O governo também acertou um reajuste aos mais de 1,6 milhão de servidores ativos e inativos, civis e militares, que terá impacto de R$29 bilhões em 2009, com reflexos até 2012. Tratar bem os servidores faz parte da estratégia eleitoral, lembra o consultor de marketing político Gaudêncio Torquato. Segundo ele, o servidor insatisfeito, com salários achatados e sem perspectivas profissionais, tende a se voltar contra o patrão do momento. Foi o que ocorreu no governo Fernando Henrique Cardoso, que enfrentou oposição de servidores federais, depois de anos sem ajustes.

- O presidente Lula tem sido um craque na estratégia de agradar ao funcionalismo e angariar a simpatia dos servidores - disse Torquato.

Quanto mais pobre o estado e o município, aponta o levantamento de José Roberto Afonso, maior o poder de influência da máquina pública:

- Mesmo que o volume de gasto seja menor, ela (a folha salarial) tem um efeito mais importante para mover a economia dessas localidades menos desenvolvidas - afirma.

Os dados levantados pelo economista, com base em informações dos ministérios da Fazenda e do Planejamento, excluem os aposentados e os militares, por falta de dados consolidados nacionais. De acordo com Gaudêncio Torquato, em regiões menos desenvolvidas, o eleitor tende a considerar o poder público de forma geral, sem distinguir as esferas federal, estadual ou municipal:

- Nessas regiões, o cidadão tende a um comportamento mimético, o que favorece ao mesmo tempo os caciques políticos locais e os de nível federal.

Além de garantir um eleitorado fiel, a máquina pública tem capilaridades que potencializam sua influência. Principalmente nos estados das regiões Norte e Nordeste - mas também na maior parte de cidades do interior de todo o país - quem não é funcionário público, é geralmente parente, vizinho ou amigo de algum. É o que lembra o cientista político Paulo Kramer, da Kramer Consultoria:

- O funcionalismo é um setor que forma opinião, pois tem mais disponibilidade para se dedicar às discussões políticas. Até o setor empresarial passa a ser cliente da máquina pública, dependendo dela para fazer negócios no município ou estado.

A recíproca também é verdadeira: nos estados mais ricos, a influência pública é menor.

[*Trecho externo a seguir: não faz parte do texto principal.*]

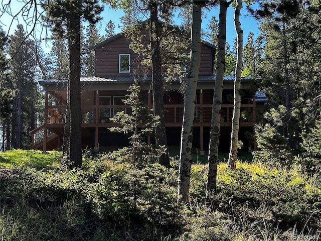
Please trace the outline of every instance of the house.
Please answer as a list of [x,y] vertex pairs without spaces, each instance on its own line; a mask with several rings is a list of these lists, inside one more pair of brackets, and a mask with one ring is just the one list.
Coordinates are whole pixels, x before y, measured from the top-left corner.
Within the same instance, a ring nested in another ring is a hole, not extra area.
[[[128,140],[121,134],[111,133],[108,128],[117,124],[110,118],[120,111],[130,111],[122,99],[128,94],[128,86],[133,83],[133,69],[138,57],[129,48],[129,42],[118,34],[92,47],[95,56],[95,76],[82,77],[81,104],[82,113],[82,147],[92,148],[127,145]],[[202,44],[201,62],[196,96],[194,124],[193,145],[202,152],[209,143],[212,103],[215,76],[213,72],[215,46],[206,42]],[[220,149],[227,151],[229,148],[233,115],[234,77],[225,76],[221,112]],[[255,148],[255,143],[249,138],[253,134],[253,126],[258,120],[257,110],[265,100],[258,101],[258,96],[248,90],[253,78],[243,78],[242,98],[240,119],[240,139],[246,146]],[[151,77],[144,79],[146,90],[144,101],[152,106],[150,89]],[[66,79],[48,79],[40,81],[45,91],[44,124],[30,132],[33,149],[59,150],[64,132],[64,112],[67,100]],[[183,109],[183,95],[180,92],[181,84],[173,81],[167,87],[164,94],[166,127],[168,145],[179,145],[180,141]],[[48,118],[47,118],[48,116]],[[250,136],[251,135],[249,135]],[[147,142],[152,142],[150,138]],[[201,152],[201,153],[202,153]]]

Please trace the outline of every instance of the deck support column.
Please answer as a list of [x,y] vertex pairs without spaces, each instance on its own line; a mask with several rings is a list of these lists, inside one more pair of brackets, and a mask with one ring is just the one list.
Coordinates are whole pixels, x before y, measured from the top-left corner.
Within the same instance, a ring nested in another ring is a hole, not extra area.
[[94,150],[96,152],[99,151],[99,144],[98,143],[99,128],[98,127],[99,117],[99,108],[98,105],[99,104],[99,91],[97,90],[96,92],[96,119],[95,123],[96,127],[95,128],[95,146]]
[[204,151],[204,132],[203,132],[203,89],[200,90],[200,104],[201,107],[200,108],[200,122],[201,123],[201,126],[200,127],[200,155],[201,156],[204,156],[205,155],[205,151]]
[[[150,91],[148,91],[147,94],[147,104],[148,106],[150,107],[151,105],[151,96],[150,95]],[[150,135],[148,135],[147,136],[147,145],[150,145]]]
[[45,93],[45,126],[44,128],[44,138],[43,140],[42,150],[44,152],[47,151],[47,125],[48,119],[48,92]]
[[255,138],[255,124],[256,123],[256,93],[254,93],[253,97],[253,151],[256,151],[257,150],[256,144],[256,138]]

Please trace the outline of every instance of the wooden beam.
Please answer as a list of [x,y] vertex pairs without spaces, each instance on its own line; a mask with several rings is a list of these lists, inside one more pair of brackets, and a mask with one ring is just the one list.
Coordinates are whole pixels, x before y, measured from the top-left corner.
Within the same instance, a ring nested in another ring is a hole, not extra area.
[[256,138],[255,138],[255,124],[256,123],[256,100],[255,99],[256,94],[253,97],[253,151],[256,151],[257,150],[257,145],[256,144]]

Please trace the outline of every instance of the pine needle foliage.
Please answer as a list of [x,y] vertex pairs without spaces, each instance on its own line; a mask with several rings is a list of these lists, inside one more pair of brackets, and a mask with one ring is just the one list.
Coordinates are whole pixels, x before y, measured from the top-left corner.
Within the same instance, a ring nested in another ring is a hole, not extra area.
[[146,163],[160,156],[164,152],[165,147],[156,147],[148,144],[148,136],[154,136],[154,128],[159,125],[159,116],[154,116],[152,109],[146,106],[142,100],[143,94],[142,83],[135,80],[129,86],[130,94],[126,95],[124,103],[131,107],[131,113],[118,112],[111,121],[120,124],[120,127],[109,129],[111,132],[130,134],[129,138],[131,146],[114,152],[116,158],[121,157],[123,160],[131,163]]

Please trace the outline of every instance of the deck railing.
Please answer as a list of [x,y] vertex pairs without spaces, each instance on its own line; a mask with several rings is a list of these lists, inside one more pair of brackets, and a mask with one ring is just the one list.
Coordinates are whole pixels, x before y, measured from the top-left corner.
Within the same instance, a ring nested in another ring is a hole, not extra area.
[[[61,106],[60,106],[61,107]],[[151,108],[152,106],[150,106]],[[240,123],[254,122],[254,105],[242,104],[241,105]],[[48,106],[55,108],[55,106]],[[168,124],[179,124],[183,121],[184,104],[165,104],[165,121]],[[60,111],[63,111],[61,108]],[[104,124],[112,123],[110,118],[117,112],[124,111],[130,112],[130,108],[126,105],[99,105],[84,106],[82,109],[82,123],[84,124]],[[233,116],[233,106],[231,104],[223,104],[221,109],[221,124],[230,125]],[[195,123],[210,123],[212,118],[212,104],[196,104],[194,116]],[[48,124],[51,124],[48,120]]]

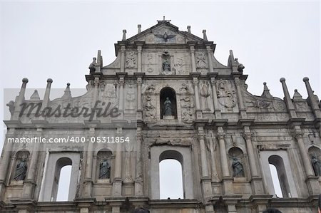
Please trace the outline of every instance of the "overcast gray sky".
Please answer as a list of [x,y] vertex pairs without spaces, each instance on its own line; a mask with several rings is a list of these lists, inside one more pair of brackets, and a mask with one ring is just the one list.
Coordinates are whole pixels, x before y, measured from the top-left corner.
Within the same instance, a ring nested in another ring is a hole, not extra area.
[[249,75],[250,93],[261,95],[266,81],[271,94],[282,98],[279,80],[285,77],[291,95],[297,88],[306,98],[307,76],[320,97],[319,1],[0,1],[1,101],[3,88],[20,88],[24,77],[29,88],[45,88],[48,78],[54,88],[67,82],[71,90],[84,88],[97,50],[104,65],[111,63],[123,29],[129,38],[137,24],[145,30],[163,16],[180,31],[190,25],[201,38],[206,29],[225,65],[233,50]]

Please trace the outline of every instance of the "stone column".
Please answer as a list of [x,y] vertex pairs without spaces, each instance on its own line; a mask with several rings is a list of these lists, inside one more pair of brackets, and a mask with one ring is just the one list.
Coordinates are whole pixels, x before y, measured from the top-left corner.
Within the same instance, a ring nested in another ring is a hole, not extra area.
[[141,46],[137,46],[137,72],[141,73]]
[[125,46],[121,47],[121,73],[125,72]]
[[235,83],[236,90],[238,93],[238,107],[240,108],[240,115],[242,118],[247,118],[246,109],[244,107],[243,96],[240,88],[241,82],[238,77],[235,77],[234,82]]
[[202,177],[208,177],[208,160],[206,155],[206,147],[204,141],[204,128],[203,126],[198,127],[198,141],[200,142],[200,164],[202,170]]
[[295,109],[293,105],[293,103],[292,103],[291,98],[290,97],[289,90],[287,90],[287,85],[285,83],[285,78],[281,78],[280,79],[280,81],[282,84],[282,88],[283,88],[283,93],[284,93],[284,99],[285,102],[287,105],[287,110],[290,113],[290,118],[297,118],[297,113],[295,113]]
[[[321,118],[321,110],[317,105],[317,100],[313,94],[313,90],[311,88],[311,85],[309,83],[309,78],[303,78],[303,81],[305,83],[305,87],[307,88],[307,95],[309,95],[310,102],[311,103],[311,107],[313,110],[316,118]],[[319,127],[320,128],[320,127]],[[320,130],[321,135],[321,130]]]
[[0,161],[0,199],[4,198],[4,191],[6,189],[6,177],[9,175],[8,167],[10,163],[10,155],[12,150],[12,143],[7,142],[9,137],[14,137],[14,128],[10,128],[6,133],[6,140],[4,142],[4,149],[2,150],[1,158]]
[[123,118],[123,88],[125,85],[125,76],[119,76],[119,105],[118,110],[121,113],[121,118]]
[[210,78],[210,85],[212,88],[212,97],[213,97],[213,106],[214,106],[214,114],[215,115],[216,119],[220,119],[222,118],[220,115],[220,110],[218,107],[218,100],[217,96],[217,91],[216,91],[216,80],[214,78]]
[[[98,90],[99,85],[99,78],[95,77],[95,80],[93,81],[93,103],[92,108],[93,108],[96,105],[96,103],[97,101],[98,97]],[[95,120],[96,118],[96,112],[94,112],[93,119]],[[90,137],[95,137],[96,131],[95,126],[96,123],[91,122],[85,122],[85,125],[89,128],[87,138],[90,138]],[[93,176],[93,149],[94,149],[94,143],[88,142],[87,145],[87,151],[86,152],[86,164],[85,164],[85,178],[83,180],[83,197],[86,198],[91,197],[91,189],[93,185],[92,176]]]
[[192,73],[196,73],[196,64],[195,62],[195,48],[193,46],[190,46],[190,60],[192,61]]
[[213,73],[214,69],[213,68],[213,61],[212,61],[212,48],[210,46],[206,46],[206,50],[208,51],[208,67],[210,68],[210,73]]
[[28,78],[24,78],[22,79],[21,88],[20,89],[19,95],[16,98],[16,101],[14,103],[15,108],[12,119],[14,120],[17,120],[19,119],[19,113],[21,109],[21,106],[20,105],[24,101],[24,93],[26,93],[26,88],[28,81]]
[[303,142],[303,134],[296,133],[295,135],[297,141],[297,145],[299,145],[300,154],[301,155],[302,160],[303,161],[303,165],[305,167],[305,172],[307,176],[315,176],[315,173],[312,170],[311,161],[310,160],[307,152],[305,150],[305,144]]
[[[41,121],[40,121],[41,122]],[[43,122],[45,122],[43,120]],[[35,133],[35,136],[41,137],[42,136],[41,128],[37,128],[36,132]],[[22,198],[23,199],[33,199],[34,190],[36,187],[35,177],[36,177],[36,167],[38,165],[38,156],[39,153],[39,146],[41,145],[34,143],[33,150],[31,152],[31,157],[30,160],[30,163],[29,164],[29,169],[26,174],[26,178],[24,181],[24,189],[22,190]]]
[[141,103],[142,76],[137,76],[137,120],[143,119],[143,108]]
[[256,159],[254,155],[253,145],[252,144],[252,134],[249,132],[249,128],[245,128],[244,138],[246,142],[246,149],[248,155],[248,160],[250,163],[250,170],[251,171],[251,177],[258,177],[258,167],[256,165]]
[[[123,128],[121,127],[117,128],[116,136],[122,136]],[[113,182],[113,196],[121,196],[121,169],[122,169],[122,147],[121,143],[116,144],[116,157],[115,157],[115,174]]]
[[228,155],[226,154],[225,141],[224,140],[224,130],[223,127],[218,127],[218,139],[220,144],[220,163],[222,166],[223,182],[224,185],[224,194],[233,194],[233,181],[230,175]]
[[198,76],[192,76],[193,84],[194,85],[195,103],[196,107],[196,119],[202,118],[202,110],[200,110],[200,94],[198,92]]
[[137,127],[136,177],[135,179],[135,196],[143,195],[143,160],[141,158],[142,128]]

De acordo com Afonso, no Rio e em São Paulo, os pagamentos a todos os níveis de funcionalismo público são os maiores do país (R$48,630 bilhões/ano e R$24,269 bilhões/ano, respectivamente). Mas a economia desses dois estados é bem menos dependente do peso dos servidores. Em São Paulo, a máquina pública corresponde a 5% do Produto Interno Bruto (PIB, soma das riquezas produzidas) local, e no Rio alcança 7,2% da economia.

O estudo compara também o quanto a União gasta por estado. O Rio é onde ocorrem mais gastos com salários de servidores federais (19,5% do total), ainda na frente do Distrito Federal (18,2%), mesmo depois de quase 50 anos da mudança da capital. No caso do Rio, explica Afonso, a razão são hospitais e universidades federais instaladas no estado. São Paulo (10,3%) e Minas Gerais (7,7%) vêm em seguida.

O economista alerta que, com essa concentração de recursos em poucos estados, é preciso ter cuidado com a ideia simplista de que a mera expansão da folha salarial dos servidores públicos gera benefícios para todos os brasileiros.

- São gastos que beneficiam poucos estados, sendo que os maiores aquinhoados nunca são os mais pobres.